The barcode presented in this study is based on diagnostic nucleotides for groups of species, referred to here as OPUs. Like the morphological classification of species, diagnostic methods provide a set of unique characters to assign specimens to species or species groups (Little and Stevenson, 2007). Diagnostic methods are particularly well-suited to pharmacopoeial purposes because a sequence generated from test material can be compared to a published sequence in a way that is comparable to other pharmacopoeial standards. The barcode we propose would require the user to amplify and sequence three regions, whereas the barcodes included in the British Pharmacopoeia to date are single regions (British Pharmacopoeia, 2016). We have limited the number of loci that would be part of the test to three because incorporating more loci would make the test more unwieldy for users. Limiting the number of regions necessarily reduces the number of informative sites. Identifying the most informative regions, as we do here, is therefore important. A deficiency of the diagnostic method is that further samples might show variation that is not present amongst the samples used for barcode design. However, there is scope to modify the published barcodes, perhaps by using the IUPAC nucleotide codes, if novel variants are reported.

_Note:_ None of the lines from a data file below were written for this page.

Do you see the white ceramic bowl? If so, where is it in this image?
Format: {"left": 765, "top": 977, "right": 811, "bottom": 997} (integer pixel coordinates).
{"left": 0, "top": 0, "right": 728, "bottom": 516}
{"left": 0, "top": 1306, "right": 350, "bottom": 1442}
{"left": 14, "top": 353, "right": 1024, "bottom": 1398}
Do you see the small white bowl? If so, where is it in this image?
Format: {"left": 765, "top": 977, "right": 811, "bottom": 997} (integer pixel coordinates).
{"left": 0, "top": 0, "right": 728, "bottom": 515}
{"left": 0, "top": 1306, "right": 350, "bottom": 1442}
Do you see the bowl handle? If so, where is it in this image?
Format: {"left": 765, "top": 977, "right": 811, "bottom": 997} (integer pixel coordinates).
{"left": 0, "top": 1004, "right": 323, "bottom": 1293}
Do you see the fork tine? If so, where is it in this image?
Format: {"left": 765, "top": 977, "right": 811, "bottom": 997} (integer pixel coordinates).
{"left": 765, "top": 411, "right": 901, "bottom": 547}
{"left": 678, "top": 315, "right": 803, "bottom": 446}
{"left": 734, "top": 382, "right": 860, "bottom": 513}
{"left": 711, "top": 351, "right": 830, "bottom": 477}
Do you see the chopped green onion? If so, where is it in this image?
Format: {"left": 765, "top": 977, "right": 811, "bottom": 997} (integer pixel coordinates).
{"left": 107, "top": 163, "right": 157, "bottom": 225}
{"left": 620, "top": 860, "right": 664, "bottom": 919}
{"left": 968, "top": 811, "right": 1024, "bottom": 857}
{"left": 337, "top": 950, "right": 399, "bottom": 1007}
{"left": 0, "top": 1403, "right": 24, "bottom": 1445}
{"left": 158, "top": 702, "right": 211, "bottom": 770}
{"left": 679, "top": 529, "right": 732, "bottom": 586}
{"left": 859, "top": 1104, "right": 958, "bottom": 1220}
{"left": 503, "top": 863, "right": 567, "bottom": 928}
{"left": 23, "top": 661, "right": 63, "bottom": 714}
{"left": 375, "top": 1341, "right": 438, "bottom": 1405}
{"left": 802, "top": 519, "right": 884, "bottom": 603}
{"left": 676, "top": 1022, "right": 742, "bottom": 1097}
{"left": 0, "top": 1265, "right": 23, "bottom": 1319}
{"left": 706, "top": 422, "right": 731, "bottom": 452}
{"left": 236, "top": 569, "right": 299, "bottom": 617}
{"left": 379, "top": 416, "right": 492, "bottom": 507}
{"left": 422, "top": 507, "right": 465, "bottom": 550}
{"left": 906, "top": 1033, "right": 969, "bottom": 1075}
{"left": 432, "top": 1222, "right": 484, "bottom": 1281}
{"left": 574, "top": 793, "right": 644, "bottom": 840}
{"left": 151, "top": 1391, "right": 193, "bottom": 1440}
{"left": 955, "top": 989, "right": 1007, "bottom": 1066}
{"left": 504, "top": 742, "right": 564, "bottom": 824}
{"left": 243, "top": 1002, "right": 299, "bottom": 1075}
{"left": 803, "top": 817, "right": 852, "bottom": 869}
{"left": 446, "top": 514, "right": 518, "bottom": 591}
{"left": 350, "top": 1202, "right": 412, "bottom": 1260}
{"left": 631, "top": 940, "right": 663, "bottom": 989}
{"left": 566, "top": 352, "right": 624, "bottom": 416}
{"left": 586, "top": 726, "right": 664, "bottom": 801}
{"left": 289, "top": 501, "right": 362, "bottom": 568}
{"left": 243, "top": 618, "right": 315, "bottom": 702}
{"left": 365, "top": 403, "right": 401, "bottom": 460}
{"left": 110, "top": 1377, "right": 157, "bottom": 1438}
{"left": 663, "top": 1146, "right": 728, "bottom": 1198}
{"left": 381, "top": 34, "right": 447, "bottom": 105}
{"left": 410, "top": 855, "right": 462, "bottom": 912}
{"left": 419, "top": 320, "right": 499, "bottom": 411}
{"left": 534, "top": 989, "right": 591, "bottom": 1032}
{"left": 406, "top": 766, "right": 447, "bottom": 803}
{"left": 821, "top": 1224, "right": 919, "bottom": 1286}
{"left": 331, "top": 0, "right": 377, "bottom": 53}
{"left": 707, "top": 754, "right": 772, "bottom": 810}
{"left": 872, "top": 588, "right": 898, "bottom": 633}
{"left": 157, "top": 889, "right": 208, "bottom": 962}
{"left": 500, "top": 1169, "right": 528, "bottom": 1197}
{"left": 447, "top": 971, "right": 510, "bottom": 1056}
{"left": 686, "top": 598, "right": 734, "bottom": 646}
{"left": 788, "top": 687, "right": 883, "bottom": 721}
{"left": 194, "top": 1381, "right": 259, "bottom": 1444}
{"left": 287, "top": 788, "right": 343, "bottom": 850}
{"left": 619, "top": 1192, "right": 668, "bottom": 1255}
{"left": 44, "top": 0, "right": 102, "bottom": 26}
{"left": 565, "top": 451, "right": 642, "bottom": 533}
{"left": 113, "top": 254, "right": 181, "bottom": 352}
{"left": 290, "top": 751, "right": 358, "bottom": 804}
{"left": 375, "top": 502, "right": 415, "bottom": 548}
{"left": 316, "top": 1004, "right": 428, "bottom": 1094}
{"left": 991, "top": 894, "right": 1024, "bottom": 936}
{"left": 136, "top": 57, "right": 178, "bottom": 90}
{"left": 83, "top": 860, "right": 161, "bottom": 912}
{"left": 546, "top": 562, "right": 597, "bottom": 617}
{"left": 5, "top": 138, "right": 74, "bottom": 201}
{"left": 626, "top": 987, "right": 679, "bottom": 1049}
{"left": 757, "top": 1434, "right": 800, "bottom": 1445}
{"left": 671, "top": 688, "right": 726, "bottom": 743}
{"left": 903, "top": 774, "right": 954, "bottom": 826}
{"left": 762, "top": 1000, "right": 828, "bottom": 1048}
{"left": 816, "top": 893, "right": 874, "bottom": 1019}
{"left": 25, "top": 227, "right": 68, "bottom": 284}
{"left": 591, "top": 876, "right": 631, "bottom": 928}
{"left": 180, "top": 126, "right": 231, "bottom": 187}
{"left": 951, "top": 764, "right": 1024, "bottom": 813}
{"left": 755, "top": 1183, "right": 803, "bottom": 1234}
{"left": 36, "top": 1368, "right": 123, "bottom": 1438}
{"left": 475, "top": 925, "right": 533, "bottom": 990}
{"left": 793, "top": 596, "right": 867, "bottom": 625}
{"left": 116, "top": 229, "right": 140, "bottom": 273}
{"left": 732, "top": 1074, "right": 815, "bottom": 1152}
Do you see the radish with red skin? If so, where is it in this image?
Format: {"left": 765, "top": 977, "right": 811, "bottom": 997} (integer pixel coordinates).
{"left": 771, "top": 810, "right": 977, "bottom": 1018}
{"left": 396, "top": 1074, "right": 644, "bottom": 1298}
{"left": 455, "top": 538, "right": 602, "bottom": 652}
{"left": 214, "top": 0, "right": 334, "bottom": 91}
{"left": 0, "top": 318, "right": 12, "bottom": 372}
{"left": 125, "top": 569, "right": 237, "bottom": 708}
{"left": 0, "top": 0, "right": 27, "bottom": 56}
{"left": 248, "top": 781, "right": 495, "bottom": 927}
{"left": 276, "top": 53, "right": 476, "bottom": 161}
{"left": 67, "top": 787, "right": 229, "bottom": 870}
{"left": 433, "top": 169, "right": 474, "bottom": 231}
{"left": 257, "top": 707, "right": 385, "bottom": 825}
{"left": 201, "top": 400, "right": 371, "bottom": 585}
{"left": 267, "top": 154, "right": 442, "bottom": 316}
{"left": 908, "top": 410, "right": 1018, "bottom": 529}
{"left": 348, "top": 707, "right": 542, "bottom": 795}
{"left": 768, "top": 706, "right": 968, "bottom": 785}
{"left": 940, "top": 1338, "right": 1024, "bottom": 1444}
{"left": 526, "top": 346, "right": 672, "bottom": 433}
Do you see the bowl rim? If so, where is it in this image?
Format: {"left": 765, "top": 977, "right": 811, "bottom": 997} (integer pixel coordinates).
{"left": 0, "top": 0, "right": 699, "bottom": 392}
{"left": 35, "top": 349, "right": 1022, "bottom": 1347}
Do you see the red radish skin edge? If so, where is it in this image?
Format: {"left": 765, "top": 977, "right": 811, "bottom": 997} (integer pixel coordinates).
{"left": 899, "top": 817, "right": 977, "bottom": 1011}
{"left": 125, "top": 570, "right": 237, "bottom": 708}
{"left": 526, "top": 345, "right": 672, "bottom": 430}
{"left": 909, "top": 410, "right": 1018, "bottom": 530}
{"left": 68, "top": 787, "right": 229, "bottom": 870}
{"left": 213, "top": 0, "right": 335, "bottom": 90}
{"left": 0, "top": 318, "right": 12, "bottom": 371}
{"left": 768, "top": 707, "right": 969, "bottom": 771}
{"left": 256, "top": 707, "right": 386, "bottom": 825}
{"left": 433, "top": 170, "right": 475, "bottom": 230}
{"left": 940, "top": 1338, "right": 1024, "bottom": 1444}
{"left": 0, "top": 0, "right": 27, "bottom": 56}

The diagnostic method has been implemented in various analysis tools (Sarkar et al., 2008; Weitschek et al., 2013), mainly for specimen identification. Some of the algorithms use logic mining techniques (Bertolazzi et al., 2009). Logic mining for DNA barcoding refers to a two-step process, in which the barcode is first reduced to a set of very informative nucleotides and thereafter a logic mining method is applied, to define a set of formulas for separating the species. More recent approaches, such as BLOG 2.0 (Weitschek et al., 2013), provide a diagnostic, character-based methodology to species identification that is based on supervised machine learning. Character-based approaches circumvents analytical issues such as the nearest-neighbor problem in distance-based methods (DeSalle et al., 2005). Although the in silico mixtures presented in this study were created from the samples that were used for producing the DNA barcode and are therefore not true test samples, the analysis demonstrates the utility of analyzing mixed samples based on diagnostic nucleotides when shotgun sequencing data is available.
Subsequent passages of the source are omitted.